It looks like we're going to be a test site for the new board, so stay
tuned for further details.  Rumor has it that they are working on a rev 8,
which will *not* require people to load any new micro-code.  I don't know
if this new L0003 and rev 8 are the same thing, but I think they might be.

	If this article seem to be liberally sprinkled with phrases like
"seems to be", "looks like", "according to rumor", etc., there is a reason.
All of this is true to the best of my knowledge, but that knowledge is not
guaranteed to be very good.  Corrections and/or clarifications from more
knowledgeable people inside of DEC would be most appreciated.
-- 
Roy Smith <allegra!phri!roy>
System Administrator, Public Health Research Institute
455 First Avenue, New York, NY 10016

piet@mcvax.UUCP (Piet Beertema) (11/08/85)

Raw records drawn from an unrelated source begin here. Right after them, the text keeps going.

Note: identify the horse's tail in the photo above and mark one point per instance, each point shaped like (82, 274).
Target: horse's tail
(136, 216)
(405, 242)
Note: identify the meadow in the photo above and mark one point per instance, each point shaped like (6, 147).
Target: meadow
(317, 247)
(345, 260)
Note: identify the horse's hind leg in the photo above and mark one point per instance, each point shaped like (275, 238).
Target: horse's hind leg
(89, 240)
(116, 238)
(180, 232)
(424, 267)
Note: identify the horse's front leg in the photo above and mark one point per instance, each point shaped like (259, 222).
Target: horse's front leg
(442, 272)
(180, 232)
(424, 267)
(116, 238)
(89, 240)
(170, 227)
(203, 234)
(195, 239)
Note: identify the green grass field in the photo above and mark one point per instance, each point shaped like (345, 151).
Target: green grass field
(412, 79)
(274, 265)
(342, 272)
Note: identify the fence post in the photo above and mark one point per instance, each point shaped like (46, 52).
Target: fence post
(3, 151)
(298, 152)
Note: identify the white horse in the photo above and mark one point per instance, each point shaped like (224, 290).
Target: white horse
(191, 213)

	>Our final solution to the problem ..... was to get a DEC certified
	>board that was tested and run on UNIX 4.2BSD.
	>It took a few tries at the board, but we got one that hasn't brought
	>us down yet.
It occurs to me then, that the only acceptable procedure for DEC to certify
a board should be to test it under 4.2BSD....

-- 
	Piet Beertema, CWI, Amsterdam
	(piet@mcvax.UUCP)

RSanders@USGS2-MULTICS.ARPA (11/13/85)

Our maintenance people claim that by bringing our 750 up to the highest
available rev level, we don't have to load microcode to fix the tbuf
problem.  Since this is not DEC maintenance, and I've never heard this
claim before, can anyone in net-land comment?  The key board swap
(almost everything is being replaced) seems to be from a L0005 board to
L0008 - if this means anything to anyone...

-- Rex
   RSanders.Pascalx@denver.arpa   (CASE is important [dumb mailer])
   ucbvax!menlo70!sanders          (slower than USPS)